The issue before this court is whether the trial court erred in refusing to reduce the judgment in light of the former adjudication. Res judicata is a doctrine which reflects the judicial policy in favor of the finality of judgments. It allows a party to prevent repeated litigation of the same cause of action. Before enactment of section 48 of the Civil Practice Act (Ill. Rev. Stat. 1973, ch. 110, par. 48), res judicata had to be raised, if at all, by the pleadings or, if there were no opportunity to plead it, by evidence at trial. (People v. J. B. Inderrieden Co., 375 Ill. 458, 31 N.E.2d 580.) Section 48 provides that res judicata may also be raised by a motion to dismiss.

The effect of a timely raising of res judicata has been expressed by this court:

“It [res judicata] is a controlling defense and will, if found actually to exist, bar the suit by a speedy determination of it. It is apparent that if the issues between plaintiff and defendants have *513been adjudicated in a former action at law or suit in equity in favor of defendants, defendants have thereby obtained substantial rights of which they ought not to be deprived. Litigation the second time of the same questions between the same parties would deprive them of such rights. Defendant litigants have just as much right to have litigation ended as plaintiffs have to begin it.” Bernick v. Chicago Title & Trust Co., 325 Ill.App. 495, 501, 60 N.E.2d 442.

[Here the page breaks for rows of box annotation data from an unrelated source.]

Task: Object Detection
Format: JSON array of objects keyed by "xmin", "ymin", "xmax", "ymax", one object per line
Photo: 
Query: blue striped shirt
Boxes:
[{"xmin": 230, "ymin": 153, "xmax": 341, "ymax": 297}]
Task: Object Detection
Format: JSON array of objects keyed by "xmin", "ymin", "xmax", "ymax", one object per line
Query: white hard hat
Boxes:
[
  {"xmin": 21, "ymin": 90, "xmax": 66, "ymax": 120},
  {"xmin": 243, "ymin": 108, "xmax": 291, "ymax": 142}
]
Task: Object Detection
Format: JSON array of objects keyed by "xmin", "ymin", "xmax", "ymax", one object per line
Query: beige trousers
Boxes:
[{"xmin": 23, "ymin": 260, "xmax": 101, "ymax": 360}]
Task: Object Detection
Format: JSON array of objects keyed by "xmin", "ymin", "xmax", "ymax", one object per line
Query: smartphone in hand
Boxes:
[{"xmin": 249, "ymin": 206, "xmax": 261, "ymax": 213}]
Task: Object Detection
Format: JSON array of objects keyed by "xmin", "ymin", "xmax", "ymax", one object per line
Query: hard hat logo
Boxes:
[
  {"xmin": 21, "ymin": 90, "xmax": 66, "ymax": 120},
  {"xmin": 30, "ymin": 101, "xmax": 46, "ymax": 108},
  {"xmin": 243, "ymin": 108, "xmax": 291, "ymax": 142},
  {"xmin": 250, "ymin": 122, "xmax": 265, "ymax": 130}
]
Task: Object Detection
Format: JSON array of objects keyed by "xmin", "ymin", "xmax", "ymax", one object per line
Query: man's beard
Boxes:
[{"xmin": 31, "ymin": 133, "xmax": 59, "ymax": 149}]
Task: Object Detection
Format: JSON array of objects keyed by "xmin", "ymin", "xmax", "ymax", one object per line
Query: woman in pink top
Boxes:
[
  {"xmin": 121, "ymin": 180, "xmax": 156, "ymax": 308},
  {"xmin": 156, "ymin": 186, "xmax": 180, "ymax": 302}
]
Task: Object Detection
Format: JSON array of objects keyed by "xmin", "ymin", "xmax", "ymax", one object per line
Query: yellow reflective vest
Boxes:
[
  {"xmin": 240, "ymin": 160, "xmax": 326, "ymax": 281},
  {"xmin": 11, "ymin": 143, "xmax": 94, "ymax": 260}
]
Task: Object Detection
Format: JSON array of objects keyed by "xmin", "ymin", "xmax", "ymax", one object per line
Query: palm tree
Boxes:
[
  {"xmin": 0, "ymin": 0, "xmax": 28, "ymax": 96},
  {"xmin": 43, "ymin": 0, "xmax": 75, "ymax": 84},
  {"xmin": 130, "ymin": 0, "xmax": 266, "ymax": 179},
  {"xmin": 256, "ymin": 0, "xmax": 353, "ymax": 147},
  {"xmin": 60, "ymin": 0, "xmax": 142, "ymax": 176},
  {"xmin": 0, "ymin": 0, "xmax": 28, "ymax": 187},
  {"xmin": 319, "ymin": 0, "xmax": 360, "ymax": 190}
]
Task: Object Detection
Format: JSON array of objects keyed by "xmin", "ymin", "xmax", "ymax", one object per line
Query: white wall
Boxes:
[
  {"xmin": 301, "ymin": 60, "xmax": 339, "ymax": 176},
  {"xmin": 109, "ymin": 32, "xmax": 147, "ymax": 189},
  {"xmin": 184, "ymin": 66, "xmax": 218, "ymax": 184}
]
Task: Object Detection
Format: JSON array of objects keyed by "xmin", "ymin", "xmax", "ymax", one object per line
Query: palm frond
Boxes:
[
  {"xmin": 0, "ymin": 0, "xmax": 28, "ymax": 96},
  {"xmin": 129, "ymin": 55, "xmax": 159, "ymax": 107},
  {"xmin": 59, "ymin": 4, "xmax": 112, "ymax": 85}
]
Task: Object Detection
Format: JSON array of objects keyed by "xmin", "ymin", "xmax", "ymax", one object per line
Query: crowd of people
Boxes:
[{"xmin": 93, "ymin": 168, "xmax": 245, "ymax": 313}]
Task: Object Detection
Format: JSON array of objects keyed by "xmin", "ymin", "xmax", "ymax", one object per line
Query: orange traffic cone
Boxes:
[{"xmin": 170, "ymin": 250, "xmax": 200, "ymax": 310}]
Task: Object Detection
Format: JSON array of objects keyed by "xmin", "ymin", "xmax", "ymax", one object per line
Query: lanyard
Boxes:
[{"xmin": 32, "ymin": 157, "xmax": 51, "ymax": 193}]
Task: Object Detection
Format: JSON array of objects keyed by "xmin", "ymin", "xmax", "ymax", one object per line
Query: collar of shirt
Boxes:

The “substantial rights” bestowed by a former adjudication can, however, be waived by failure to raise the defense of res judicata. (Hardware Dealers Mutual Fire Insurance Co. v. Ross, 129 Ill.App.2d 217, 262 N.E.2d 618.) This brings us to the question of whether the defendants here effectively waived their right to raise this defense.

The defendants did not raise the prior adjudication until after judgment was rendered in the second suit. No reason is given for their silence. Res judicata is invoked to prevent the re-litigating of matters which have gone to judgment on the merits. Participation in such re-litigation through judgment on the merits, with no reason given for the failure to raise it, must be deemed a waiver of res judicata. Such a participation cannot after judgment be heard to complain that res judicata would have barred the litigation of a part of it.

The defendants’ argument that the doctrine of res judicata applies in this case cannot be sustained. We agree that dismissal of a cause with prejudice is deemed to be an adjudication on the merits. (Bernhardt v. Fritzshall, 9 Ill.App.3d 1041, 293 N.E.2d 650.) But where, as here, the parties stipulate to dismiss the suit with prejudice as a matter of administrative convenience, they wiH be estopped from arguing that this was an adjudication on the merits.

For the reasons stated, the judgment is affirmed.

Judgment affirmed.

GOLDBERG, J., concurs.

Mr. JUSTICE HALLETT

specially concurring:

I concur in the foregoing judgment and in most of the reasoning but would add one further ground. In my opinion, an “agreed” or “stipulated” order or judgment does not require the acquiescing court judicially to decide anything and the result is therefore not res judicata in the true sense. As was said in Granzow v. Village of Lyons, Ill. (7thCir. 1937), 89 F.2d 83, 86 (in reversing a judgment based on res judicata):

«o # s The order was the consequence of consent and not of judgment by the court. Consequently it could not be treated as *514res judicata. Lawrence Manufacturing Co. v. Janesville Cotton Mills, 138 U.S. 552, 11 S.Ct. 402, 34 L.Ed. 1005; San Francisco v. Le Roy, 138 U.S. 656, 11 S.Ct. 364, 34 L.Ed. 1096.”